Page 33 of Paint It Black


  Suddenly, no more Pauline. She wondered what had happened to her. Michael only said his mother’s mother was a singer who left when Meredith was a little girl. But now, Josie realized there was more to the story, though whether Michael knew it and didn’t say or really had accepted Meredith’s version was unclear. Because really, what woman ever left a small child behind with its father? Seeing that look on the woman’s face in the garden, that mix of boredom and disgust and hopelessness, she imagined a different scenario. An affair, with a musician maybe, a horn player with the band at the Ambassador, someone who didn’t look down on her because she was big and blond and uneducated, just a big American dummy compared to Lisbeth. But she wouldn’t have run off and left her child with Mauritz. No, he must have discovered her affair, and offered to pay her to get lost, if she just left the girl with him. And Pauline took him up on the deal. He never loved her. She had only brought Lisbeth back to him. He didn’t need her anymore.

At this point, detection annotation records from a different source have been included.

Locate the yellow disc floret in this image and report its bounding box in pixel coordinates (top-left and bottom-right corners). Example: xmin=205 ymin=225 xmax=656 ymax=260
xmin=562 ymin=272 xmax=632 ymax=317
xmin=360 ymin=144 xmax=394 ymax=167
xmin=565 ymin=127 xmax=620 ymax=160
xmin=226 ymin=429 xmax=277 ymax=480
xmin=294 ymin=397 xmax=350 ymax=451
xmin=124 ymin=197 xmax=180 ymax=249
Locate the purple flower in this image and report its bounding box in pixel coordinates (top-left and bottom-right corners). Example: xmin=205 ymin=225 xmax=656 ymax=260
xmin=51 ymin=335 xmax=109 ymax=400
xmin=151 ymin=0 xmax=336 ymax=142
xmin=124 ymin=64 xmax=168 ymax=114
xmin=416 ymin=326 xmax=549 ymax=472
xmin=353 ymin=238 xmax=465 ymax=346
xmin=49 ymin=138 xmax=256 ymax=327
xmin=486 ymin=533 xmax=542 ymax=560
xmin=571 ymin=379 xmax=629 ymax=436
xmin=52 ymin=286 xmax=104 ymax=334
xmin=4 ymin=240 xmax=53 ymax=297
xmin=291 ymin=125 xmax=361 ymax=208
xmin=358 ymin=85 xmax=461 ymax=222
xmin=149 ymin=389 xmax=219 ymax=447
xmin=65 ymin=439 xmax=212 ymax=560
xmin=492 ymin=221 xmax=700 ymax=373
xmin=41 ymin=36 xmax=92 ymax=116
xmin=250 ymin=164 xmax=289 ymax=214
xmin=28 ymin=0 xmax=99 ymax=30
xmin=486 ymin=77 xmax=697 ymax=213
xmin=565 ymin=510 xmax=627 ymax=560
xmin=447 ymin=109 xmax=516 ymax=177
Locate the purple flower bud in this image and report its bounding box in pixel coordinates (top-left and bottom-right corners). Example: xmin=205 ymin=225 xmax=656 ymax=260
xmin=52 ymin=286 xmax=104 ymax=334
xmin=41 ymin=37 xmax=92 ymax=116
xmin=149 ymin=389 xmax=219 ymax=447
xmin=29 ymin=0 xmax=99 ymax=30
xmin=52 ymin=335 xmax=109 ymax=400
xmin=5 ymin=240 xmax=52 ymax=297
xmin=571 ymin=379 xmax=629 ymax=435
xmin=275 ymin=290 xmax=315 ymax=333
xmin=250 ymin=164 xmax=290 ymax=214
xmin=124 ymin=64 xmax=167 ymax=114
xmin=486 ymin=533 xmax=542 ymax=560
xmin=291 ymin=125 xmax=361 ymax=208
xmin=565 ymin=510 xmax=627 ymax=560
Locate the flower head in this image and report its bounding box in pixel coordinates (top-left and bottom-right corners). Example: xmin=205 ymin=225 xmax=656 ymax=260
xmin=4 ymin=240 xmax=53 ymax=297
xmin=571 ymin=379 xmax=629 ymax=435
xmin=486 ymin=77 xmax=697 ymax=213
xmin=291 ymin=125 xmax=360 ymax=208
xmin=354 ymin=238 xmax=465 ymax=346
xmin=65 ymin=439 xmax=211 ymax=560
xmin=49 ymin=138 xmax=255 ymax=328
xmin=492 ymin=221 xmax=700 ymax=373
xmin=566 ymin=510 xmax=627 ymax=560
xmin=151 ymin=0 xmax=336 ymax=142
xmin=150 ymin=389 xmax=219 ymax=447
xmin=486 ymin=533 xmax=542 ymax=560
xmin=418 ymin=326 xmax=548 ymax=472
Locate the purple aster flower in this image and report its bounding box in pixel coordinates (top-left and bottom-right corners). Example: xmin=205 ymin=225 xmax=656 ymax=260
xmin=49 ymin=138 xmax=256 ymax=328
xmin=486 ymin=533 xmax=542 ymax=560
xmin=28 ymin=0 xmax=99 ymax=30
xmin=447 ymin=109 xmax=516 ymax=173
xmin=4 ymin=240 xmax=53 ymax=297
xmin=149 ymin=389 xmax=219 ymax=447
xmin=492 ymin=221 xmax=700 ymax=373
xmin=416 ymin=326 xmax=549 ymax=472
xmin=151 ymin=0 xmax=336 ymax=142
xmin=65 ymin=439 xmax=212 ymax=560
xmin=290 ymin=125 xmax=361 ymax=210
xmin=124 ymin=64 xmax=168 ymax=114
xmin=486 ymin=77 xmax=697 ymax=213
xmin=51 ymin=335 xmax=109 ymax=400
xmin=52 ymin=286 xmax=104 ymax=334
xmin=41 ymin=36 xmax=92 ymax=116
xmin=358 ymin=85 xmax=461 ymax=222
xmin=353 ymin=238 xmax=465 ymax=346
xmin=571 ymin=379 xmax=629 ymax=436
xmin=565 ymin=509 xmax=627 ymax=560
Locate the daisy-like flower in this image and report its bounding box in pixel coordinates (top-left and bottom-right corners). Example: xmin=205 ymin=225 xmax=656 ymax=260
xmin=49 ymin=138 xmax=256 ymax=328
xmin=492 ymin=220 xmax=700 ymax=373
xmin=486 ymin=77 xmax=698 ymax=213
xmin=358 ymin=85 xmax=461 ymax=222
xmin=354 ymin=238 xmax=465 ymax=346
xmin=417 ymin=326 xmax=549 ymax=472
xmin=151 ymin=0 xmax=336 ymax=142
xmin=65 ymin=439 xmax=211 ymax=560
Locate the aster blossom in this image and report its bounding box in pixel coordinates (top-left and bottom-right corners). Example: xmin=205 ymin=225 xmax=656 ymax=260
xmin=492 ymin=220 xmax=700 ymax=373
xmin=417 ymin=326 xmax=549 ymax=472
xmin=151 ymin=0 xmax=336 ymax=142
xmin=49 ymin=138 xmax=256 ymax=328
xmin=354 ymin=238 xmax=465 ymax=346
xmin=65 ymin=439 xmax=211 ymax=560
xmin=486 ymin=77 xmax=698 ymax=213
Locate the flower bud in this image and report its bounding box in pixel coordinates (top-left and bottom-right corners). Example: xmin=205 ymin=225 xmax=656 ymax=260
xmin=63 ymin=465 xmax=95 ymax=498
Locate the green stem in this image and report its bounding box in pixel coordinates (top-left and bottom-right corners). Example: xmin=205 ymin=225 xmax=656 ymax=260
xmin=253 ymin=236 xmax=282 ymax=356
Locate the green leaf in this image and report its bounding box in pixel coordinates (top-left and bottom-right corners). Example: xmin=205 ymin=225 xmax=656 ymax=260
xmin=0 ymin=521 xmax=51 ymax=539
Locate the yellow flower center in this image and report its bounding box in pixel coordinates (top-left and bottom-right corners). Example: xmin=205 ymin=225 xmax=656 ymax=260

  As Josie looked through the ensuing years, the procession of people, Meredith becoming the kind of girl that people who have children hope for—curly dark hair and the translucent eyes, she couldn’t see their color in the black-and-white photographs, but she knew they were green green green—she couldn’t help but think of Pauline. How she took the money, in an envelope maybe, or one big check, and her furs and the ring, took it all and opened a bar somewhere, a little cocktail lounge in the desert maybe. She was probably out there even now, some blowsy granny who could still belt it out when she’d had enough to drink. Probably counted herself lucky to have gotten out of here with her sanity. She might have married the horn player, who would be the bartender, and had a couple more kids, and they would all have green eyes. But none with the hypnotic quality of her first daughter’s. Just ordinary people, ordinary kids.

  Josie went to the window, looked out. Was this the secret to Meredith—that she had replaced her mother in her father’s affection? Just as Michael had replaced Cal. Screws up the whole Oedipal chain of command.

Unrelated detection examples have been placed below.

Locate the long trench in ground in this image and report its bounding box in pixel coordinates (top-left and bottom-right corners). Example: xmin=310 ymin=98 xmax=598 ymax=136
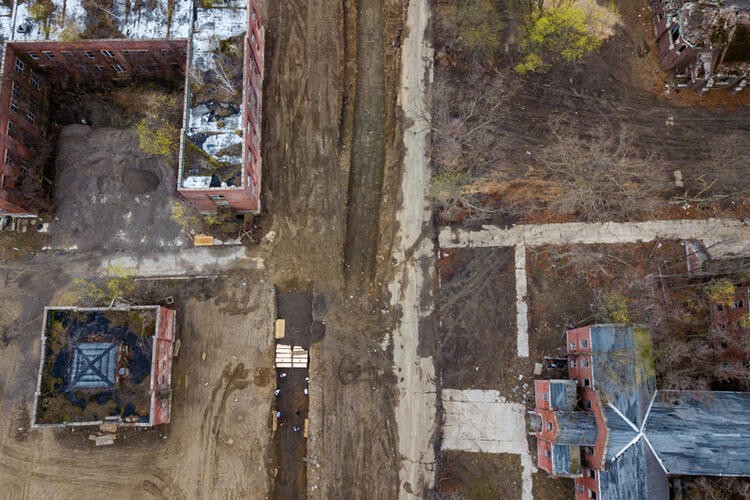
xmin=344 ymin=0 xmax=385 ymax=290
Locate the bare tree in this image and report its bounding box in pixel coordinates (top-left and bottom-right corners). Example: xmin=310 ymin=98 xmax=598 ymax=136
xmin=538 ymin=121 xmax=667 ymax=221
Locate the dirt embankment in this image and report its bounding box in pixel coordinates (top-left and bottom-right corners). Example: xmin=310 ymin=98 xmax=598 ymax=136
xmin=0 ymin=274 xmax=274 ymax=499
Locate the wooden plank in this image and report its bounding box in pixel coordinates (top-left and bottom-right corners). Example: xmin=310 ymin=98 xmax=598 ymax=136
xmin=273 ymin=319 xmax=286 ymax=340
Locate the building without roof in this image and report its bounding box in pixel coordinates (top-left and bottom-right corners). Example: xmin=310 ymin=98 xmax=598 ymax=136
xmin=530 ymin=324 xmax=750 ymax=499
xmin=651 ymin=0 xmax=750 ymax=92
xmin=32 ymin=306 xmax=175 ymax=427
xmin=0 ymin=0 xmax=264 ymax=216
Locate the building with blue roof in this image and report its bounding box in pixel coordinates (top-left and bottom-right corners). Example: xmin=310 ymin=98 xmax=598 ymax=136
xmin=530 ymin=324 xmax=750 ymax=500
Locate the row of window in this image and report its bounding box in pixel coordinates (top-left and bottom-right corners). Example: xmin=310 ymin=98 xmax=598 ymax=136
xmin=8 ymin=99 xmax=36 ymax=124
xmin=11 ymin=82 xmax=39 ymax=111
xmin=26 ymin=49 xmax=178 ymax=61
xmin=5 ymin=148 xmax=31 ymax=174
xmin=716 ymin=300 xmax=745 ymax=311
xmin=578 ymin=484 xmax=596 ymax=498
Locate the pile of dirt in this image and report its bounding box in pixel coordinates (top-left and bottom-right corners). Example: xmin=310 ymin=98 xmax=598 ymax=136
xmin=50 ymin=125 xmax=187 ymax=251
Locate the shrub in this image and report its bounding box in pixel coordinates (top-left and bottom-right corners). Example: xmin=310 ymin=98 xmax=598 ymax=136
xmin=436 ymin=0 xmax=503 ymax=63
xmin=706 ymin=279 xmax=737 ymax=304
xmin=515 ymin=0 xmax=604 ymax=74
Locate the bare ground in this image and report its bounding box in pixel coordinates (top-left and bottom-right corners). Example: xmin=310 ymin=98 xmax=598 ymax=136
xmin=263 ymin=0 xmax=408 ymax=498
xmin=433 ymin=0 xmax=750 ymax=224
xmin=0 ymin=0 xmax=412 ymax=498
xmin=49 ymin=125 xmax=189 ymax=251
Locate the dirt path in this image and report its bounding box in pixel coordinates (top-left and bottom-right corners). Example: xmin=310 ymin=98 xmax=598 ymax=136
xmin=389 ymin=0 xmax=437 ymax=498
xmin=440 ymin=219 xmax=750 ymax=358
xmin=440 ymin=219 xmax=750 ymax=256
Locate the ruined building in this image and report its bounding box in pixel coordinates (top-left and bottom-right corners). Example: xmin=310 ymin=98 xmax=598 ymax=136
xmin=0 ymin=0 xmax=264 ymax=215
xmin=651 ymin=0 xmax=750 ymax=92
xmin=32 ymin=306 xmax=175 ymax=427
xmin=530 ymin=324 xmax=750 ymax=500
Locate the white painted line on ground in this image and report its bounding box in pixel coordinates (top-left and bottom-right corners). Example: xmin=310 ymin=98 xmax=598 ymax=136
xmin=439 ymin=219 xmax=750 ymax=257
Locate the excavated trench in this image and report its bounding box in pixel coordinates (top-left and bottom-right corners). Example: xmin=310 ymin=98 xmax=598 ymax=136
xmin=344 ymin=0 xmax=385 ymax=290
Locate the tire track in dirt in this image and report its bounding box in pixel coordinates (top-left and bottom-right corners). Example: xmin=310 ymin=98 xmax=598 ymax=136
xmin=196 ymin=363 xmax=250 ymax=498
xmin=344 ymin=0 xmax=385 ymax=290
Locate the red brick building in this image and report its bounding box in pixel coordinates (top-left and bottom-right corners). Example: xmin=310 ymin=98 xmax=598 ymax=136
xmin=0 ymin=0 xmax=264 ymax=215
xmin=529 ymin=325 xmax=750 ymax=500
xmin=32 ymin=306 xmax=176 ymax=427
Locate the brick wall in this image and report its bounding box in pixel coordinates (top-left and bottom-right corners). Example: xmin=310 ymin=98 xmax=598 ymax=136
xmin=568 ymin=354 xmax=595 ymax=389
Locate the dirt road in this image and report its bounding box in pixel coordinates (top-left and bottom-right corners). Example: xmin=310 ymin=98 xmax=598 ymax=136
xmin=0 ymin=274 xmax=274 ymax=499
xmin=390 ymin=0 xmax=437 ymax=498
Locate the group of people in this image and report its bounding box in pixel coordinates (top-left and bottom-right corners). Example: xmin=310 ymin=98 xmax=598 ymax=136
xmin=273 ymin=372 xmax=310 ymax=432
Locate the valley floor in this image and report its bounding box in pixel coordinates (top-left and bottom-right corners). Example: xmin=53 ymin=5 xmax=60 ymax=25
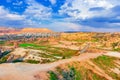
xmin=0 ymin=52 xmax=120 ymax=80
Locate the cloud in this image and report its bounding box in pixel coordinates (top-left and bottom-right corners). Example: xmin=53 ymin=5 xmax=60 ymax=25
xmin=0 ymin=6 xmax=25 ymax=20
xmin=59 ymin=0 xmax=116 ymax=19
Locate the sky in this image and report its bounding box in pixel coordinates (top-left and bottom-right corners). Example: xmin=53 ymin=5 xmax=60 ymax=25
xmin=0 ymin=0 xmax=120 ymax=32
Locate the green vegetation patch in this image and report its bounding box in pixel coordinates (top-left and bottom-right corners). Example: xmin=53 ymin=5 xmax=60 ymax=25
xmin=50 ymin=65 xmax=106 ymax=80
xmin=92 ymin=55 xmax=120 ymax=80
xmin=0 ymin=41 xmax=6 ymax=45
xmin=19 ymin=43 xmax=77 ymax=58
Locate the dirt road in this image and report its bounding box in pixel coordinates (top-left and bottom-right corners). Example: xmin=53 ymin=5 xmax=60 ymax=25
xmin=0 ymin=53 xmax=104 ymax=80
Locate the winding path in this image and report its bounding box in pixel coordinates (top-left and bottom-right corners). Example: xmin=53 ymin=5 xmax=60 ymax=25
xmin=0 ymin=53 xmax=104 ymax=80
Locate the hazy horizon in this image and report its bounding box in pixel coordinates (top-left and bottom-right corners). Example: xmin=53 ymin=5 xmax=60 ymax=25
xmin=0 ymin=0 xmax=120 ymax=32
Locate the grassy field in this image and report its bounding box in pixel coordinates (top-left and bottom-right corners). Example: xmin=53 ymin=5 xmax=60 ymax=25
xmin=92 ymin=55 xmax=120 ymax=80
xmin=19 ymin=43 xmax=77 ymax=58
xmin=49 ymin=62 xmax=107 ymax=80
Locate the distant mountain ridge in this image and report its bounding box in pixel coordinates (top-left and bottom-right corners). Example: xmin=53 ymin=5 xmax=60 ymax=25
xmin=0 ymin=27 xmax=53 ymax=35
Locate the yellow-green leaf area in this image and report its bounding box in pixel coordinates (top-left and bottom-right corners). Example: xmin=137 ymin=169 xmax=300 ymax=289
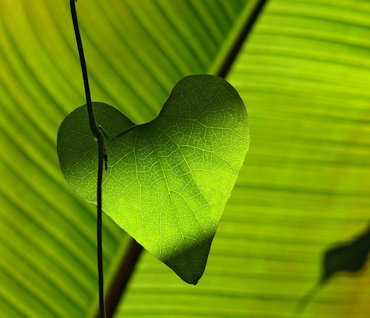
xmin=58 ymin=75 xmax=249 ymax=284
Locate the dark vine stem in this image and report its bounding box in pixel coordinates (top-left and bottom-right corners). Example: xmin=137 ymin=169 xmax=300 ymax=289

  Oak leaves whirled in small eddies over the bricks. Everything so empty. She flipped listlessly through the red album, the green one. Baby Meredith shakes hands with people, baby curtsies, baby sits at a monstrous keyboard next to proud papa. First recital, June 1942. Wilshire Ebell. Meredith at the keyboard, various ages, an extraordinarily beautiful child in dark dresses with white cutwork collars and cuffs. Piano teachers. Meredith with her father, now silver haired, holding up a cup or a certificate. Parties, Arnold Schoenberg, an old man with big ears, bald with a drawn face, white handkerchief in his pocket. Cyd Charisse, Igor and Vera Stravinsky.

  The teachers disappear, leaving just the young woman, triumphant, alone. Tall now, dramatic, skin very pale against the black dress, her dark hair lost in the blackness of the hall. Her luminous face attracting all the light. Royce Hall, 1948. Back East pictures, brick buildings, trees without leaves. Meredith in a dark coat with a tormented-looking older man. Serkin, Curtis, winter 1954. Serkin, her teacher, it had been a big deal.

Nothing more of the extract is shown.